After discovery of cross-contamination, the Biden administration suspended the plant’s production of the Johnson & Johnson vaccine in April and permanently halted production of the AstraZeneca vaccine at the plant. After a three-month pause for extensive cleaning and remediation to fix systemic problems, including poor training of employees, the FDA permitted Johnson & Johnson vaccine manufacturing to resume there. But even after the restart in August, problems continued, according to the House report.
Out of 15 batches of the vaccine started between August 2021 and February 2022, six batches were either stopped before completion or rejected by Johnson & Johnson, the investigation found. The remaining nine batches were still being inspected and had not been cleared for distribution.
It is not uncommon in vaccine manufacturing to have to stop production because the vaccine substance was out of specification, experts have told The Washington Post.
The FDA and Emergent have said that all contaminated vaccine from the plant was kept out of the pandemic supply line, and that none of it made it into shots given to people. AstraZeneca’s vaccine has not been approved for use in the United States. The FDA placed new restrictions on Johnson & Johnson’s coronavirus vaccine, saying the risk of a rare and life-threatening blood clot syndrome outweighed the benefits of the vaccine for people who are 18 or older and can get another shot, unless they would otherwise remain unvaccinated.

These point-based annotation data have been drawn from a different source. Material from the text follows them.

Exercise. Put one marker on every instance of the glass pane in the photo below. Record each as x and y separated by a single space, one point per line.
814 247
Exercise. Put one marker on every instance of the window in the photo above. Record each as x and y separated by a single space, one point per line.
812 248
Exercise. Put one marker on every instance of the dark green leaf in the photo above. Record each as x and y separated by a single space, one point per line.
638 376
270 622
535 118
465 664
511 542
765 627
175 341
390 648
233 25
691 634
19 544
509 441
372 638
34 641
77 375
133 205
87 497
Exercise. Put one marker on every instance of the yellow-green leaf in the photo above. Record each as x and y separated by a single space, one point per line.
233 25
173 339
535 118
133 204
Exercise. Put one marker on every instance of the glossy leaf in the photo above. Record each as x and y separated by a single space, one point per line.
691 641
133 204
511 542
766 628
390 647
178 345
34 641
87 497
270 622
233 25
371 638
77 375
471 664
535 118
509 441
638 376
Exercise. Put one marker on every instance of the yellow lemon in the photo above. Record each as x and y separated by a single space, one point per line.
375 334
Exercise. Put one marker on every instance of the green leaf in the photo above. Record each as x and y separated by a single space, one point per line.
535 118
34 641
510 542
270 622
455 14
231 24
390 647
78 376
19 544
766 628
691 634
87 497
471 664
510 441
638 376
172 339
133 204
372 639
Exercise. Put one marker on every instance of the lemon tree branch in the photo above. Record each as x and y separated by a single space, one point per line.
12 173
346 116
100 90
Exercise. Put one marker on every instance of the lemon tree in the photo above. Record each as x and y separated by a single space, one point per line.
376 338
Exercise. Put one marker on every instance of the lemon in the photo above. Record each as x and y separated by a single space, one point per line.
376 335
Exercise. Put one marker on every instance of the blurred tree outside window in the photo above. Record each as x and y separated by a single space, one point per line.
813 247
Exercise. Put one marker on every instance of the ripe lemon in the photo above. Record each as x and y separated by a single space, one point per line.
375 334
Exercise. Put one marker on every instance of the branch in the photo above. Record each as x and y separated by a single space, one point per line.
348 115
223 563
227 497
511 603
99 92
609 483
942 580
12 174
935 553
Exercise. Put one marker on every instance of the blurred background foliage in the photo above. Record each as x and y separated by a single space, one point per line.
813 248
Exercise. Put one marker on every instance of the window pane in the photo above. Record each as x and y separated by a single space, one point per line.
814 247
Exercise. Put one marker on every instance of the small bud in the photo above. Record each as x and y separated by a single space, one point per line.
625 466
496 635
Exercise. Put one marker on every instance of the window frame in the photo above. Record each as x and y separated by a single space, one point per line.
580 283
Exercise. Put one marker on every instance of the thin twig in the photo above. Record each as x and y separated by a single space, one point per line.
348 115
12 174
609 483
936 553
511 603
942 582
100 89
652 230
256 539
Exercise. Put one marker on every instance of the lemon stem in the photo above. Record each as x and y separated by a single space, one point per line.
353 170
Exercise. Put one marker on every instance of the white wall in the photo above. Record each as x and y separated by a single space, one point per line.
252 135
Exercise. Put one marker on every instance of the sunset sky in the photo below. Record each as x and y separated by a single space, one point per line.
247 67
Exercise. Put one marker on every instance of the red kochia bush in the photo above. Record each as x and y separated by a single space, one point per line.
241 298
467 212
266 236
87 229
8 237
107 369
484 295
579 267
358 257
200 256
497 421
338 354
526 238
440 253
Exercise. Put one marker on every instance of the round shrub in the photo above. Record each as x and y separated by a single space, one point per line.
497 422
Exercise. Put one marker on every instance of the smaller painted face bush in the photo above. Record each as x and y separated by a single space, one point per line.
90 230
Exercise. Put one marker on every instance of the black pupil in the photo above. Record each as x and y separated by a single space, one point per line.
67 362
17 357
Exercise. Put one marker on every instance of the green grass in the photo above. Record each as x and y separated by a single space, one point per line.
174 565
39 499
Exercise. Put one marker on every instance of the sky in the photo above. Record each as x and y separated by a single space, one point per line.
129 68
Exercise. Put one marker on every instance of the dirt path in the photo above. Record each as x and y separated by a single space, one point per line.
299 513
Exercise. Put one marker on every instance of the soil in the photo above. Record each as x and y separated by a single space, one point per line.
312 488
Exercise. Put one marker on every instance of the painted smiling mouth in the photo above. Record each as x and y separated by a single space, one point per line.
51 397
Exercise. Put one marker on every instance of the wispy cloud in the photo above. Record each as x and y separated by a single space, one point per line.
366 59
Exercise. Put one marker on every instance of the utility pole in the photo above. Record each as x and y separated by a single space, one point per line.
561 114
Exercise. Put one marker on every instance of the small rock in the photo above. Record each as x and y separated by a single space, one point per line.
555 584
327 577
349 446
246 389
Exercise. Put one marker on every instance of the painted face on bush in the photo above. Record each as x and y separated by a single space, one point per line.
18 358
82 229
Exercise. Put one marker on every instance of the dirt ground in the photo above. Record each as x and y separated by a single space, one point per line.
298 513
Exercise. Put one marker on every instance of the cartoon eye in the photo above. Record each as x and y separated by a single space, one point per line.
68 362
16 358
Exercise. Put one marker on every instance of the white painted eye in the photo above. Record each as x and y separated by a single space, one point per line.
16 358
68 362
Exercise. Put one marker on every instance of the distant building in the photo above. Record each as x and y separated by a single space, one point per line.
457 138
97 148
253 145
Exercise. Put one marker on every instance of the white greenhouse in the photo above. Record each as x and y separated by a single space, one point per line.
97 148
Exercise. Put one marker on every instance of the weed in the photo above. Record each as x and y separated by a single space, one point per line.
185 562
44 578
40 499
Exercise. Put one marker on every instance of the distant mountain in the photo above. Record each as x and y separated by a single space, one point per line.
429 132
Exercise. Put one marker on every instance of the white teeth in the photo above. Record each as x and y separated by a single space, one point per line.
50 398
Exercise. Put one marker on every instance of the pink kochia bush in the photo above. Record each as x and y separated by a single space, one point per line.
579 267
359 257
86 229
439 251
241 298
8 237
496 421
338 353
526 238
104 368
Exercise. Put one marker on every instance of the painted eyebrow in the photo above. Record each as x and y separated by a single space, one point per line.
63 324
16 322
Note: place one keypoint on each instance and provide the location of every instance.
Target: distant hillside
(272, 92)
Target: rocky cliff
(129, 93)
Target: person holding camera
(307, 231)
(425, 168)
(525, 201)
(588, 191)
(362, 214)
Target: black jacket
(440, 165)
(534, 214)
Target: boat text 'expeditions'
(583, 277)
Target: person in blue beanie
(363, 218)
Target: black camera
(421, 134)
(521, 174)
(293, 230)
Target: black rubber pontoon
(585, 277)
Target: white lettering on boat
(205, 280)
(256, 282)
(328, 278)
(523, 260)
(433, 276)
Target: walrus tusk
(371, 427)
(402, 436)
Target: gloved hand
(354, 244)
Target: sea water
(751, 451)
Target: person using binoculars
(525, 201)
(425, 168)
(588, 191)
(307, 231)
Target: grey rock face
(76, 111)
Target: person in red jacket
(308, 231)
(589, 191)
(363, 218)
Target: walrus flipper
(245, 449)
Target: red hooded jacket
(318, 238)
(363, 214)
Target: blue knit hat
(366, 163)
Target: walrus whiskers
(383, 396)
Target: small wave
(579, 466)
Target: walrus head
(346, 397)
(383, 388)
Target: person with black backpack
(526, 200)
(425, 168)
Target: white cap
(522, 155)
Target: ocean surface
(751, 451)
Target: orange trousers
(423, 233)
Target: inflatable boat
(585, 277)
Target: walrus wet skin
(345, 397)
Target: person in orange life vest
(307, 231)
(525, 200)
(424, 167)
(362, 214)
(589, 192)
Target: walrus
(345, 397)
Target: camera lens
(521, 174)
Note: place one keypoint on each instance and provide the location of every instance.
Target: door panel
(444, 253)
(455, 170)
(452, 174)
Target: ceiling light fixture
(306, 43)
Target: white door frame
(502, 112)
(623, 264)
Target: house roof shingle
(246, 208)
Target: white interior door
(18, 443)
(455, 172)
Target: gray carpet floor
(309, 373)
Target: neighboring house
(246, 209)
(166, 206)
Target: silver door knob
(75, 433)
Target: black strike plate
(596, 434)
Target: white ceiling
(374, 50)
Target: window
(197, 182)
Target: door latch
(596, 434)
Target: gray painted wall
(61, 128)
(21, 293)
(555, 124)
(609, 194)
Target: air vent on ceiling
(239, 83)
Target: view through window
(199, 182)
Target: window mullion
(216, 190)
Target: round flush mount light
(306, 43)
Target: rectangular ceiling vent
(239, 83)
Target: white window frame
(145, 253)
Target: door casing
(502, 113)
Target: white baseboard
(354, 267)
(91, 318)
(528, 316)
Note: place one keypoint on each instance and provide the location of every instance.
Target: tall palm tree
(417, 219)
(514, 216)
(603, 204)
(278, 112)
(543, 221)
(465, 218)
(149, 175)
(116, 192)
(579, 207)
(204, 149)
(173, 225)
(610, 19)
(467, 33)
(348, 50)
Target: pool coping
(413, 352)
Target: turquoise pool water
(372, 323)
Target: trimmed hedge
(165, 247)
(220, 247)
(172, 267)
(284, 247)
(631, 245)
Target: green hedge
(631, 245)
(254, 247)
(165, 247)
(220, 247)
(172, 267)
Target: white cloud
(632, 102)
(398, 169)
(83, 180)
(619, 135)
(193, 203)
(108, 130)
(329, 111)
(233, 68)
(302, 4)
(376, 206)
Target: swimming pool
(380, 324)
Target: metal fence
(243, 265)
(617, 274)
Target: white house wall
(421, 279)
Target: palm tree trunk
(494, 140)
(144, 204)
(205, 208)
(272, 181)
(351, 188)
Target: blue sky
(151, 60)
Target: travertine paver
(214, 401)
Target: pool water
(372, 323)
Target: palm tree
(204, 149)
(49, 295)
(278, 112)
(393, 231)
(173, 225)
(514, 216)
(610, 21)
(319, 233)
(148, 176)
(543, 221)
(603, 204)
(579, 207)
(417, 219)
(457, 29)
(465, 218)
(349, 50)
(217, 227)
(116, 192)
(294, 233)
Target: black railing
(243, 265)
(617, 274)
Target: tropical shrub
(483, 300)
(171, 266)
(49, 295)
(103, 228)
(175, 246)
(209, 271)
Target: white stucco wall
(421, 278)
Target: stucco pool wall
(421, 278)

The Biden administration terminated Emergent’s contract in November 2021, a move applauded Tuesday by Rep. James E. Clyburn (D-S.C.), chairman of the House select subcommittee on the coronavirus crisis. The subcommittee released early findings in May 2021. On Tuesday, Clyburn said Emergent ruined hundreds of millions of doses of vaccine despite repeated warnings before and after the Trump administration awarded it a contract to make vaccine. Before the contract, the company had been designated by government health authorities as a center for pandemic emergency preparedness.
But when the time came to perform, Clyburn said, “Emergent executives prioritized profits over producing vaccines in a responsible manner that complied with FDA requirements.”
Rep. Carolyn B. Maloney (D-N.Y.), chairwoman of the Oversight and Reform Committee, said contracting authorities at the Department of Health and Human Services should learn from the Emergent experience. “Despite major red flags at its vaccine manufacturing facility, Emergent’s executives swept these problems under the rug and continued to rake in taxpayer dollars,” she said.